"Son, we live in a world that has walls, and those walls have to be guarded by men with guns. Who's gonna do it? You?"
- Colonel Jessup, A Few Good Men
Without fail, every Memorial Day a vocal minority emerges, eager to remind the public that the sacrifices of those who died in America’s wars were pointless, tragic, or outright foolish.
And to be fair—some of their criticisms are not without merit. Many wars were misguided. Many died for causes later revealed to be murky or corrupt. But Memorial Day is not a referendum on foreign policy. It is not the wars we honor—it is the men. And in failing to understand this, the critics do not sound wise or brave, they betray themselves as cowards.
Memorial Day is not about the righteousness of the cause. It’s about the righteousness of the response. The impulse to rise, to answer the call, to fight for something beyond oneself. That is what we honor: the heroic instinct.
There is something deeply right—yes, even beautiful—about a young man hearing the call of war and running toward it. It may not be rational. It may not be wise. But it is courageous. And it is necessary. The future does not belong to the best-argued position—it belongs to those willing to die for what they love.
As Julius Evola once wrote: “Even when the cause is unjust, the heroism of the soldier remains. One must not disparage the hero merely because he fought on the wrong side.” The merit of the war may be debatable. The courage of the man is not.
When the gates fall—and they always fall—it is not the critic, the philosopher, or the bureaucrat who stands in the breach. It is the man with the sword. A civilization that cannot honor such a man will not survive long enough to write its own obituary.

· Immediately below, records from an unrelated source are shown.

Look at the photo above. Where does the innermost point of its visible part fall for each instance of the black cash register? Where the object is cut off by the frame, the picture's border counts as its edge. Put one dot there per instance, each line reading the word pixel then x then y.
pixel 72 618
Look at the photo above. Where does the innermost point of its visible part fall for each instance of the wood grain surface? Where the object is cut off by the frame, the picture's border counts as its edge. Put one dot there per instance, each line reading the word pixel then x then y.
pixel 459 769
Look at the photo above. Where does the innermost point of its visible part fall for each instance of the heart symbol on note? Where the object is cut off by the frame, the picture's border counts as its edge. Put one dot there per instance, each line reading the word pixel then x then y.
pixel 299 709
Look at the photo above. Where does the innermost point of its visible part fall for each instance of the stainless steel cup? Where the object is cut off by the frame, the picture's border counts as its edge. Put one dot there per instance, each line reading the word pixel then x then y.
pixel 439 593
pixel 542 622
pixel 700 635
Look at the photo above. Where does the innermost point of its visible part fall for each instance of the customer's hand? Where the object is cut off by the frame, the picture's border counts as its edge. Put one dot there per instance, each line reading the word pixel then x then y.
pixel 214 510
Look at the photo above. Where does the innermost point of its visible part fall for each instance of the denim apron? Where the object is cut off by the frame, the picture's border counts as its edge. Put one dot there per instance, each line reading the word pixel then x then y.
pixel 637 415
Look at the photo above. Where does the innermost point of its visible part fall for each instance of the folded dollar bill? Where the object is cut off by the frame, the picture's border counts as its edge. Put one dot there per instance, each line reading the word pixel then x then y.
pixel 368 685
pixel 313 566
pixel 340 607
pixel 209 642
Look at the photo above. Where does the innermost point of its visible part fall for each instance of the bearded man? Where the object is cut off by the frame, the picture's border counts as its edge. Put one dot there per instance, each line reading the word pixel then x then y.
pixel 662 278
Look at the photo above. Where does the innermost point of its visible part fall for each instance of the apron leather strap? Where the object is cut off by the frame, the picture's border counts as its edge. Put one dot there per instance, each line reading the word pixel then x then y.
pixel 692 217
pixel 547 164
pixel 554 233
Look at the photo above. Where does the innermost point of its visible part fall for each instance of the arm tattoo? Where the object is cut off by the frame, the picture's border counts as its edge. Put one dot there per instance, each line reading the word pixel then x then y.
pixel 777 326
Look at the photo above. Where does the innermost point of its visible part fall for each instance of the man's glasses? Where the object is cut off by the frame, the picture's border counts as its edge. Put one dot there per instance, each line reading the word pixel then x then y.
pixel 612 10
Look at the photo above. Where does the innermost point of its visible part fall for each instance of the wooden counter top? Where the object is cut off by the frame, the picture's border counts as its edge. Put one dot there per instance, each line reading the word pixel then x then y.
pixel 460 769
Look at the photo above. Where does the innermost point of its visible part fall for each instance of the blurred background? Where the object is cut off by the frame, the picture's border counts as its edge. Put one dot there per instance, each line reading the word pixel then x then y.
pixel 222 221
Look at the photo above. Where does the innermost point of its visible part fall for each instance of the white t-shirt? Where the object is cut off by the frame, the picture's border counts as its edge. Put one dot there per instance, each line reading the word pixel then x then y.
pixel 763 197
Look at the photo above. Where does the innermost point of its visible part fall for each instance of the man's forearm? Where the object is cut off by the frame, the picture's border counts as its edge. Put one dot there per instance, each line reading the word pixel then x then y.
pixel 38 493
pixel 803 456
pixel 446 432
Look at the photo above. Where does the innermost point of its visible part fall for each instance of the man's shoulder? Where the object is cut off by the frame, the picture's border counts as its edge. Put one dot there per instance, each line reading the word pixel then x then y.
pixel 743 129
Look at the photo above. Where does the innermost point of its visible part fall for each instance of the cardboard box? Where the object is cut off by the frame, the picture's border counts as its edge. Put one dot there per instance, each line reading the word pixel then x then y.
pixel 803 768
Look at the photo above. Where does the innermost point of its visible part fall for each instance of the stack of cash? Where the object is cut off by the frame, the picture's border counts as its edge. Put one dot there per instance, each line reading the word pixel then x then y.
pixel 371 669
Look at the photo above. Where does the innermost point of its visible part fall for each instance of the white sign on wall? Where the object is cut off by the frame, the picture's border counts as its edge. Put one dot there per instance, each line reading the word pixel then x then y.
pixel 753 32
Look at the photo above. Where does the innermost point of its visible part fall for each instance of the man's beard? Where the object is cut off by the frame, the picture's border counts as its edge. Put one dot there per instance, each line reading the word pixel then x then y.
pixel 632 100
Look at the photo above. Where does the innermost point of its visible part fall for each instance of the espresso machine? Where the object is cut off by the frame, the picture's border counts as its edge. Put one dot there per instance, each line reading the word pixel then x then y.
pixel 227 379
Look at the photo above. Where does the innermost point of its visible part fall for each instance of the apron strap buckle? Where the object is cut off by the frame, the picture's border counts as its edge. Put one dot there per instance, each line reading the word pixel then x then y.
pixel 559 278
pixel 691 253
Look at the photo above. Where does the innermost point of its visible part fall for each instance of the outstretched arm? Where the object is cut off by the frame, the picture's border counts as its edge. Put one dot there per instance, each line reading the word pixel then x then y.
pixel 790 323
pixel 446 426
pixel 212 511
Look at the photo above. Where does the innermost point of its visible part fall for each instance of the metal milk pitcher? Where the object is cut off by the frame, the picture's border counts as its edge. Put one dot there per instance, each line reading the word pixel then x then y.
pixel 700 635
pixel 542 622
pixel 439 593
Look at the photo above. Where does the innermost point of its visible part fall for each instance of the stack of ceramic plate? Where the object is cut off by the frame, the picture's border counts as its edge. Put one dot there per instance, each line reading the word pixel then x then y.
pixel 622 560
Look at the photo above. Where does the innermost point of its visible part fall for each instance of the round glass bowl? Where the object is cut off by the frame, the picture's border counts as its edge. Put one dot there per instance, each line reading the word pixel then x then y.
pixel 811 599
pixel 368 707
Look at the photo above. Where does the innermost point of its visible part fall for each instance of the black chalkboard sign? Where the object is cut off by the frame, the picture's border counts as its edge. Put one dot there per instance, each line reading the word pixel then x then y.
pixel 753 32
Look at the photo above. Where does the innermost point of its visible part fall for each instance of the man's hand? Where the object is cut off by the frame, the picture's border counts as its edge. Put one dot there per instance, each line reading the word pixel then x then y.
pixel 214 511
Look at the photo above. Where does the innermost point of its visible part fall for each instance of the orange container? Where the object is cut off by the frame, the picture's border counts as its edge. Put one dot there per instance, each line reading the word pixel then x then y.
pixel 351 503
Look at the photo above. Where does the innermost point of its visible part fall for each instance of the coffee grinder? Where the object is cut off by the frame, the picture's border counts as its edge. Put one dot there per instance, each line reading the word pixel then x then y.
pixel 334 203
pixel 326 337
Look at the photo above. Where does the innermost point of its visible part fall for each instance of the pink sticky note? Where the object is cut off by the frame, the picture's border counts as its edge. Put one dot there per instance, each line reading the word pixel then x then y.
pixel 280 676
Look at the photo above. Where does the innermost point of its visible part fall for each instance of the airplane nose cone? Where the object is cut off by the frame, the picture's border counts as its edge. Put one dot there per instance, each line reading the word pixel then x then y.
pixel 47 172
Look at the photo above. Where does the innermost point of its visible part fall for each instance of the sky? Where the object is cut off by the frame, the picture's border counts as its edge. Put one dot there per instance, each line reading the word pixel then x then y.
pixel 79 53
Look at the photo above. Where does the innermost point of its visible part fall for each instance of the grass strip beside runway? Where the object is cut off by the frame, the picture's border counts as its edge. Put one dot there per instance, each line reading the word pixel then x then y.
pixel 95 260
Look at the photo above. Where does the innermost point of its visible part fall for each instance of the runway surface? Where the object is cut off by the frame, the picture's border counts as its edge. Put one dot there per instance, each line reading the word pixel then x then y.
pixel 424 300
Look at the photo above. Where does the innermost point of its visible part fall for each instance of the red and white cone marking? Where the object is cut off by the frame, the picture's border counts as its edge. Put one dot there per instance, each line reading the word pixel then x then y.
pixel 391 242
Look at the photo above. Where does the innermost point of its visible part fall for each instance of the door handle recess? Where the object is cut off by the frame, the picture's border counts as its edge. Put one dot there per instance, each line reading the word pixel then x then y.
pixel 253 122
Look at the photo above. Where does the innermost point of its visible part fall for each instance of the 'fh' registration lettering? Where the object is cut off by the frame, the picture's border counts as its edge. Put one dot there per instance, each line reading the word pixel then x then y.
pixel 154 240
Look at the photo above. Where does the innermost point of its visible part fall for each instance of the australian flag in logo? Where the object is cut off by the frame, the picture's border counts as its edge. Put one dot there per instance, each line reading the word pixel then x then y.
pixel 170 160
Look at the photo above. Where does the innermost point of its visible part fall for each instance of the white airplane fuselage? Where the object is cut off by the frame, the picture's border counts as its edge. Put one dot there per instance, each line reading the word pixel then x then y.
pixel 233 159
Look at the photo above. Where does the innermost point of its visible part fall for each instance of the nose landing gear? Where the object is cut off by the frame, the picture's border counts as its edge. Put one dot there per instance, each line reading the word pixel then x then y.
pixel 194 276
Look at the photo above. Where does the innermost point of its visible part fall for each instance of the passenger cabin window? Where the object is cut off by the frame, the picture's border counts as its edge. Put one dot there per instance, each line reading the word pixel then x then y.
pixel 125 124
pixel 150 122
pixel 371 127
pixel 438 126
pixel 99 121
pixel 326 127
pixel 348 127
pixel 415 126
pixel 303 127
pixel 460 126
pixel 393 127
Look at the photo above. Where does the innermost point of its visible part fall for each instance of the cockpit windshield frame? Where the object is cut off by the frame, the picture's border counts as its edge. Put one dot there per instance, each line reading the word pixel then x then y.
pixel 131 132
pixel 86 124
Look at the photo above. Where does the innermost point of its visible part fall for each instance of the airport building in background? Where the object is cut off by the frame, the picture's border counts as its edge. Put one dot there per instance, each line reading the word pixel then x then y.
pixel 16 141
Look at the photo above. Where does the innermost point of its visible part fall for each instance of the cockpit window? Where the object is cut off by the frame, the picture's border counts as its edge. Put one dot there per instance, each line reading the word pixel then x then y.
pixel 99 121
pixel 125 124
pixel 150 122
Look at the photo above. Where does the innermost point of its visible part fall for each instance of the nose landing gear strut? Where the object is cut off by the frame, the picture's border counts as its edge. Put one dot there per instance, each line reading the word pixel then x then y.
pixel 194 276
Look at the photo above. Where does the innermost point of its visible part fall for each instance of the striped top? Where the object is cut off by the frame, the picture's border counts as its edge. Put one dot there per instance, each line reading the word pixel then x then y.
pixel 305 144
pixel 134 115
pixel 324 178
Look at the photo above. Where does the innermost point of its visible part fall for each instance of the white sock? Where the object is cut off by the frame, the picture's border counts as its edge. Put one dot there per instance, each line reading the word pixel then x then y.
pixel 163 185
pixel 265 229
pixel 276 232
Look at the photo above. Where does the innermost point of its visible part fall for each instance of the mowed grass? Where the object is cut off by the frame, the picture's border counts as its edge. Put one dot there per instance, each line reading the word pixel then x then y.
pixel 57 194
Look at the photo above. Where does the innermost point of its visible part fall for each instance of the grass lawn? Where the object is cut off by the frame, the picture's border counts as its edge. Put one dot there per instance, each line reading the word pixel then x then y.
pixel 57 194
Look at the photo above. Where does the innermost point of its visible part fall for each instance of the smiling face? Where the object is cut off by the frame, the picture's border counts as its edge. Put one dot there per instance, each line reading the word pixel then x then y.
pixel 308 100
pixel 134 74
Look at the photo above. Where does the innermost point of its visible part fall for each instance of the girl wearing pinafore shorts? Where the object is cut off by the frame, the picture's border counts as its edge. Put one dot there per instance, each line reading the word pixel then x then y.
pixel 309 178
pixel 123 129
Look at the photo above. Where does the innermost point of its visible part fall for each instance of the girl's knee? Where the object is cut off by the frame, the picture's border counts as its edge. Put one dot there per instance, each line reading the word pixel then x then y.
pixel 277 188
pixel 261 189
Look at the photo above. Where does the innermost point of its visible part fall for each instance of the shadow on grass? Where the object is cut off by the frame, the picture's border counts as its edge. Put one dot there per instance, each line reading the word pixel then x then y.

To disparage the soldier is not virtue. It is not clarity. It is not wisdom. It is civilian cowardice masquerading as moral superiority. The judgment of whether a war is just should rest with fathers, veterans, and elders—those who have paid in blood and time and memory. They are tasked with warning the young when a cause is not worthy of the cost.
But when that warning fails—and it often does—we do not spit on the grave. We do not mock the fallen. We recognize that the heroic instinct outweighed the rational one.
When the civilian mocks the soldier, he reveals a deep insecurity. He enjoys the fruits of peace, the order of law, the comfort of a quiet life—without ever once having to bleed for it. He stands in judgment over better men, men who carried the burden of violence on their conscience so he wouldn’t have to.
And no, this is not a romanticization of war. There is no glory in drone strikes, in faceless bombing runs, in push-button death from a climate-controlled trailer. The honor has been stripped from the battlefield. But the spirit of the warrior remains.
That spirit is what we honor.
Because when the enemy is at the gate—as he is now—all that will stand between chaos and order is not your clever tweet, not your think-piece, not your moral groveling. It will be a man, often too young, often too idealistic, with a rifle in his hand and fire in his chest.
That is who we remember.
That is who we honor.
- TJS
Wise, powerful words. Thank you for saying them.
TR said it best with “The Man in the Arena”.